All of the air rushes out of her at once, shoulders falling, but it’s not until she speaks— until he hears the strain in her voice that he recognizes it for what it is: not confusion, or anger, but something much, much worse.

She’s disappointed.

“You _loathe_ magic,” she argues, like she’s… _trying_ to make sense of it. “Maybe more than I do and… All magic comes with a price, Robin, and you used it _twice_ , if we count the mirror.”

“Technically, Maleficent used her own magic to show me where you were. I only asked her to show me. And the potion— I didn’t brew that either,” he reasons and no, no, he’s not doing this, he’s _not_ , what the _fuck_ is wrong with him, _why_ is he pushing back like this fuck, fuck, _fuck_.

The look Regina levels at him is more than enough to call him out on it and he could _kiss her_ for pushing back right now if it weren’t her decision to make. “Maleficent, I’ll give you, maybe, but you can’t argue proxy on this one,” she says, her tone clearly brooking no argument, thank _gods_. “You may not have made the potion, Robin, but you _used_ it.”

He takes a step forward, stops when he sees her wrap her arms around her middle and swallows his fucking pride down.
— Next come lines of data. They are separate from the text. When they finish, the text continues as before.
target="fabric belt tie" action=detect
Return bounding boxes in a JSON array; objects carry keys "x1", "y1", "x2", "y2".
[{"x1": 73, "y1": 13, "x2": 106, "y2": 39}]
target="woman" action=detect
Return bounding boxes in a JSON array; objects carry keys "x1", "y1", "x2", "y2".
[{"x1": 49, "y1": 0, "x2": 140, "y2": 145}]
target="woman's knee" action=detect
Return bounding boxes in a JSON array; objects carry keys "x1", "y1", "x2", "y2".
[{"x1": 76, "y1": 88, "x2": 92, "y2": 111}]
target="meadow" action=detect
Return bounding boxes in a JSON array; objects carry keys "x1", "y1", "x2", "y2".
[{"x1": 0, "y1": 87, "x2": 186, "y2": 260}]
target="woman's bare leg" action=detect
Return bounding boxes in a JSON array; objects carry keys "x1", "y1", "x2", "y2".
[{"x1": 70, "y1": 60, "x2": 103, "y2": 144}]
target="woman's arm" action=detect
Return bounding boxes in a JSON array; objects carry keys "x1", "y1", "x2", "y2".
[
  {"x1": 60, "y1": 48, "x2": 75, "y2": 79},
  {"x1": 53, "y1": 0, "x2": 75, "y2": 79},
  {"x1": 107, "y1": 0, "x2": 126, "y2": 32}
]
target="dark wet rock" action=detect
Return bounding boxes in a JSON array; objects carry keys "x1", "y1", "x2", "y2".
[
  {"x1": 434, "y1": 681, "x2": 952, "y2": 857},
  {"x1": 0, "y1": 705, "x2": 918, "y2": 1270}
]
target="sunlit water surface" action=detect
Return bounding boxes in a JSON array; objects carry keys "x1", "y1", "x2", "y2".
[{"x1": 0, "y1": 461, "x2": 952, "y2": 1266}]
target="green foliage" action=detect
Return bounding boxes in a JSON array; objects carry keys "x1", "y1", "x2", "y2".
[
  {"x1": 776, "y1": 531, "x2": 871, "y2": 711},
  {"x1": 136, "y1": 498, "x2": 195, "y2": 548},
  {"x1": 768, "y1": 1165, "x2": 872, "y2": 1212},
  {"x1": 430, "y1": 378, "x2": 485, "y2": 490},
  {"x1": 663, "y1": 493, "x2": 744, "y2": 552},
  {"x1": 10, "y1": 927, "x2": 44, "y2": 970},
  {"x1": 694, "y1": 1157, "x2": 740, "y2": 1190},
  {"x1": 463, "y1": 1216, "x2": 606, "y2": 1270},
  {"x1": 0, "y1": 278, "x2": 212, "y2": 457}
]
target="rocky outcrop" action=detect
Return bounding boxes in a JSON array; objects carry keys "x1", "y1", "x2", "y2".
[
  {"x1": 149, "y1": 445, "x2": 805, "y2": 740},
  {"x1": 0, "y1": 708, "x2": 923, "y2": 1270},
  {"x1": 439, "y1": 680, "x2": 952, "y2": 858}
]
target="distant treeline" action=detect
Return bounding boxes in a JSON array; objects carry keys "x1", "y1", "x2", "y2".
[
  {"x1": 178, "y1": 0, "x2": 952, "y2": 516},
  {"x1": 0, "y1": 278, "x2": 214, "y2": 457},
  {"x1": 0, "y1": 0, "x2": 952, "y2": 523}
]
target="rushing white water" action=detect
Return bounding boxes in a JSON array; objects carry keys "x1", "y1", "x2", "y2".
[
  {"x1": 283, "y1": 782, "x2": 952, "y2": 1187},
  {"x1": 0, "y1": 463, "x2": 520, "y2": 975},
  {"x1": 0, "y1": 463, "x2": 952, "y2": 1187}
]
She’s every right to be wary of magic, of course she does — he’s the same, or at least… he was, moreso, before all of this — but this isn’t just about her anymore. She’s right: all magic comes with a price, and where each of them has come close to death in the last ten weeks, Regina has not fought this hard for this long just to ensure her own survival.

Their child will not pay for any more of Robin’s mistakes.

“Yeah, I did,” he agrees at last. “It’s a price that _I_ am willing to pay, Regina, without any sort of loopholes.” A beat, and then he’s taking a few steps forward before he really thinks it through, only stops a good ten feet away or so when he hears the hitch in her breath, sees the uncertainty in her eyes. “I’d’ve done anything to find you,” he says, so quiet it’s damn near a whisper, “and make sure you were okay.”

Her chin’s quivering as she sucks in a breath, clearly trying to steady herself. There’s a slight sheen to her eyes — he can see it now that he’s closer — and Robin recognizes it for what it is: she’s striving, very hard, not to cry.

Gods, he’s really and truly fucked this up beyond repair, hasn’t he?

“You used magic to find me,” she says, so soft he almost can’t hear her, but he doesn’t miss the way disappointment causes her voice to break, somewhere in the middle. “You used magic for me.”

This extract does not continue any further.